Set in Berlin between 1810 and 1811, Amour Fou is director Jessica Hausner’s seventh feature length film, which explores the final days in the life of the poet and writer Heinrich von Kleist as he seeks out a partner to accompany him in death.
Kleist is a young man who has lost all reason to live in a rapidly changing upper-class society that is spiralling out of control, almost through inertia, as opposed to chaos. However, rather than attempt to fight in desperation to preserve this lifestyle, where he is merely put on display to demonstrate the cultured facet of the German gentry, he strives instead to kill himself and challenge the notion that everybody dies alone. Hence, he chooses to execute this plan by proposing a suicide pact to any prospective female whom, were he not violently depressed, he might have taken in marriage if the world was not such a tediously choreographed series of shallow, looping events.
Understandably, one may find it immensely difficult to fathom empathising with such a nihilistic character, but to the filmmaker’s credit, Hausner has managed to explain and effectively justify Kleist’s motives by putting on show the absolute aimlessness of the world that he silently despises. Shot like a series of near-motionless Georges Seurat paintings, with dialogue or music dubbed in afterwards, many of the main characters present are intentionally two-dimensional faceless figures, existing almost for the sake of occupying space. The colours, sights and music are all beautiful, but there is nothing else to hold onto. Kleist serves as a reminder of this bleak fact, as he looms despondently over each scene like a shadow, or an even more chilling version of the Kaonashi spirit from Hayao Miyazaki’s Spirited Away (2001).

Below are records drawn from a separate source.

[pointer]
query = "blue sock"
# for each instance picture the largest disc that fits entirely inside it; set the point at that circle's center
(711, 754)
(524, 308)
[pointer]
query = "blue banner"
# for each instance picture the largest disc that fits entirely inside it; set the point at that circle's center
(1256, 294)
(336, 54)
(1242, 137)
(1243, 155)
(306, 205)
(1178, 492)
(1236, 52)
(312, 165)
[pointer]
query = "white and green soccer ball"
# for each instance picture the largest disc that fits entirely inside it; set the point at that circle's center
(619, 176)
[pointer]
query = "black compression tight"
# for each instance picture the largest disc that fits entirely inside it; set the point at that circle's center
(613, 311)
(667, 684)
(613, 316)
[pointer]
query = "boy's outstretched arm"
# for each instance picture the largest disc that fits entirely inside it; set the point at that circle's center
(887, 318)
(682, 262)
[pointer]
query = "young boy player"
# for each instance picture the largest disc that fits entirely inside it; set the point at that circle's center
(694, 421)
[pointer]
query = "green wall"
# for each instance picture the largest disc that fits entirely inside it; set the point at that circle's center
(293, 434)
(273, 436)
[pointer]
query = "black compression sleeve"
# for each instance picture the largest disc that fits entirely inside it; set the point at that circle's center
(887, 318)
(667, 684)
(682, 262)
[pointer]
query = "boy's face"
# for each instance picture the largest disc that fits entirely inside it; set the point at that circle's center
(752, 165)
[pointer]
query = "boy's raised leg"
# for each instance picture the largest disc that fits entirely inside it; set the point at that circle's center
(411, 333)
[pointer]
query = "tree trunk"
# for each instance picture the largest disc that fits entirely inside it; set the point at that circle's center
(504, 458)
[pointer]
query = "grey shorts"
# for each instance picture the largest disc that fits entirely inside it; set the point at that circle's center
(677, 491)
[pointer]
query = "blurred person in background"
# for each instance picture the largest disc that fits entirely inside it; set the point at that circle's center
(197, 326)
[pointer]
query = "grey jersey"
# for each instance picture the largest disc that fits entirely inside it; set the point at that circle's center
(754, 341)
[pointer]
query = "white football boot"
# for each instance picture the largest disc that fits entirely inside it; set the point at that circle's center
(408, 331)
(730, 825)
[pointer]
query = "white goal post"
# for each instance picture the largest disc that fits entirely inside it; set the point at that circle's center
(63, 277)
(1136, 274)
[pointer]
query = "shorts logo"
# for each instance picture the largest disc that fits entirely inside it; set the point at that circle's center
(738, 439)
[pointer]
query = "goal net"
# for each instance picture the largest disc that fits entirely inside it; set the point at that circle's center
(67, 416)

Hausner is intentionally pushing the viewer into sympathising with a frighteningly morbid antagonist, to such a point that it is unsettling upon reflection. She refuses to offer any substantial protagonist, but rather empty humans with no future worth salvaging. In fact, there is much here, in terms of style and story, which reminds me of the psychopathic traits that defined Only God Forgives (2013). However, despite being a bloodless affair, Amour Fou is no easier a ride to take due to its unapologetically nihilistic attitude that will split opinions as it slowly sinks into the abyss.